Banks saw savings flourish and loan balances decline for consumers who remained
employed and for some Americans who qualified for stimulus funds and enhanced
benefits. But a chunk of the population pays bills with fragile income, and they
have grown more vulnerable during the pandemic.
Most of the increase in forbearance requests have come from customers with
Ginnie Mae-backed mortgages, MBA statistics show. That agency caters more to
first-time homeowners, and those with low-to-moderate income, than its peers
Fannie Mae and Freddie Mac.
Those three government-sponsored firms have offered 12-month payment holidays
through March 2021.
Banks including Chase, Wells Fargo and Bank of America Corp offered similar
relief and are generally allowing borrowers to tack missed payments onto the end
of their debt, rather than face balloon payments when forbearance ends.
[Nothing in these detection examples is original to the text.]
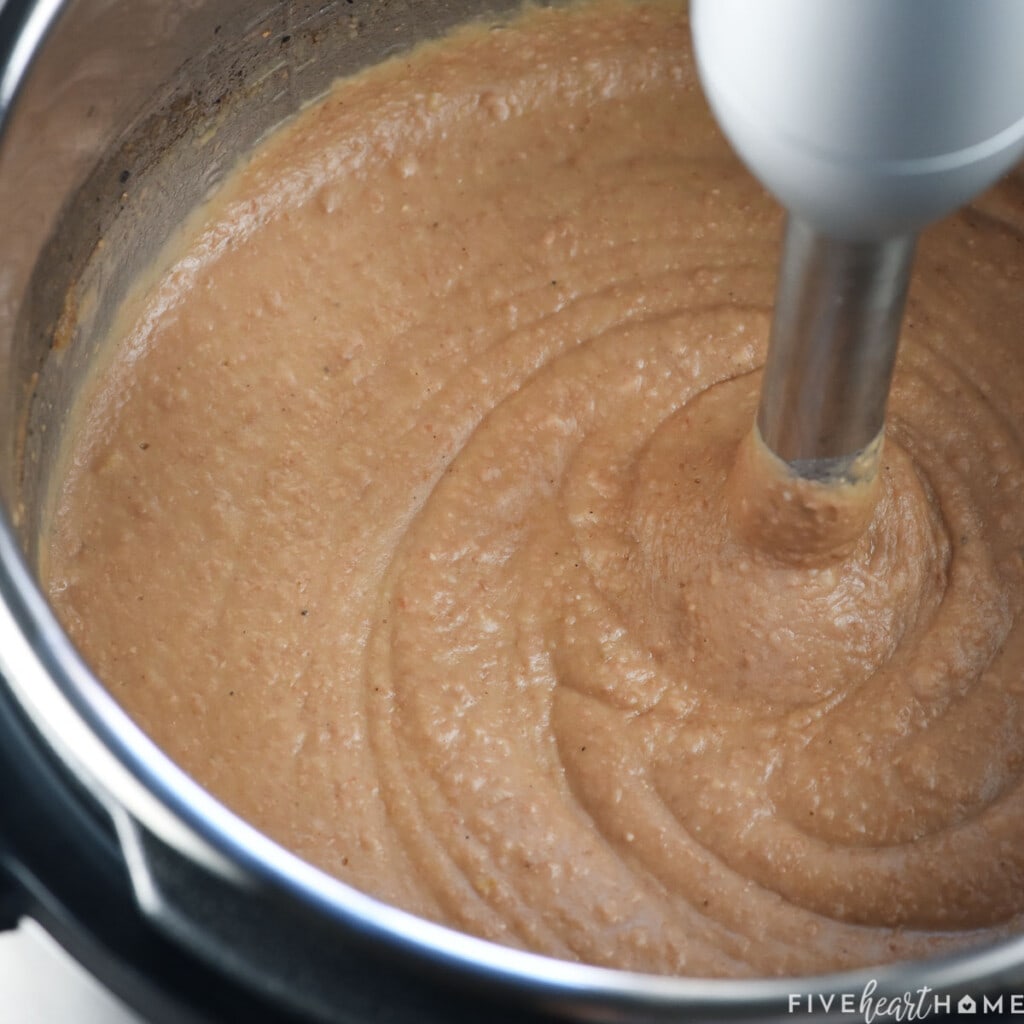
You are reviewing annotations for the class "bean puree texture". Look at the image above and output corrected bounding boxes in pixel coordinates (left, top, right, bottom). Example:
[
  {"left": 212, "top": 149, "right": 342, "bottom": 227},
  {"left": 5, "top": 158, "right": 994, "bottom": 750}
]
[{"left": 43, "top": 0, "right": 1024, "bottom": 977}]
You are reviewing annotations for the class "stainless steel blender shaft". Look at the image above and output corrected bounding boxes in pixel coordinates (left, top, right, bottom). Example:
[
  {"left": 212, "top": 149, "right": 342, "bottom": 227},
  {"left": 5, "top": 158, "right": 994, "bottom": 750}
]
[{"left": 757, "top": 216, "right": 916, "bottom": 480}]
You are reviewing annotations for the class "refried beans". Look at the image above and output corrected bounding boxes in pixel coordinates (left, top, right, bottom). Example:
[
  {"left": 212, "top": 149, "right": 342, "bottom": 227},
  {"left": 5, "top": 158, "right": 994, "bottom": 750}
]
[{"left": 42, "top": 0, "right": 1024, "bottom": 977}]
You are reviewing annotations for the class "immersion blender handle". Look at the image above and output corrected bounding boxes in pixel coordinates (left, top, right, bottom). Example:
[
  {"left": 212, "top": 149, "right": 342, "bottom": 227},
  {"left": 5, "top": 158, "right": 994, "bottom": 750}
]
[{"left": 691, "top": 0, "right": 1024, "bottom": 241}]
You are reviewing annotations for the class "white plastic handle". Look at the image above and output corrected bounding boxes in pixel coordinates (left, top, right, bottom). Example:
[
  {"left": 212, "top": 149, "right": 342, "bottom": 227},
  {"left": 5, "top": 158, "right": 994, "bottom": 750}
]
[{"left": 690, "top": 0, "right": 1024, "bottom": 240}]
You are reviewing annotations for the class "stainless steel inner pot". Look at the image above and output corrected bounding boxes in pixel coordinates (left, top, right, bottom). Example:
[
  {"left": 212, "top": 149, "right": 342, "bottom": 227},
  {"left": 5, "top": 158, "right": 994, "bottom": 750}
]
[{"left": 0, "top": 0, "right": 1024, "bottom": 1022}]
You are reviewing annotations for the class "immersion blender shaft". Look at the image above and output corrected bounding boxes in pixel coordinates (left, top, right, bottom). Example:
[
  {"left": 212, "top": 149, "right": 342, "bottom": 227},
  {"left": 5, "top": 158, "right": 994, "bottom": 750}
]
[{"left": 757, "top": 216, "right": 915, "bottom": 480}]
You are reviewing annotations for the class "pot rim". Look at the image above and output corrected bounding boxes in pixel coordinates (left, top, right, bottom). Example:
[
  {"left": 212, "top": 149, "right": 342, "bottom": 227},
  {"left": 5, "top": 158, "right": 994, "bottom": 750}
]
[{"left": 0, "top": 0, "right": 1024, "bottom": 1016}]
Those still in forbearance tend to have more debt, spread across more products,
than other mortgage borrowers, according to TransUnion.
TransUnion expects delinquencies to remain below highs seen during the 2007-2009
financial crisis, but much depends on vaccine rollouts and the incoming Biden
administration, which may find ways to extend relief programs further.
If that happens, it will take even longer to get a handle on potential losses,
said Blend president Mayopoulos, who was previously Fannie Mae CEO and a senior
Bank of America executive.
"We won't really have a complete understanding of the true picture," he said,
"until these forbearance programs come to an end."
(This story corrects title of executive in fourth and penultimate paragraphs.)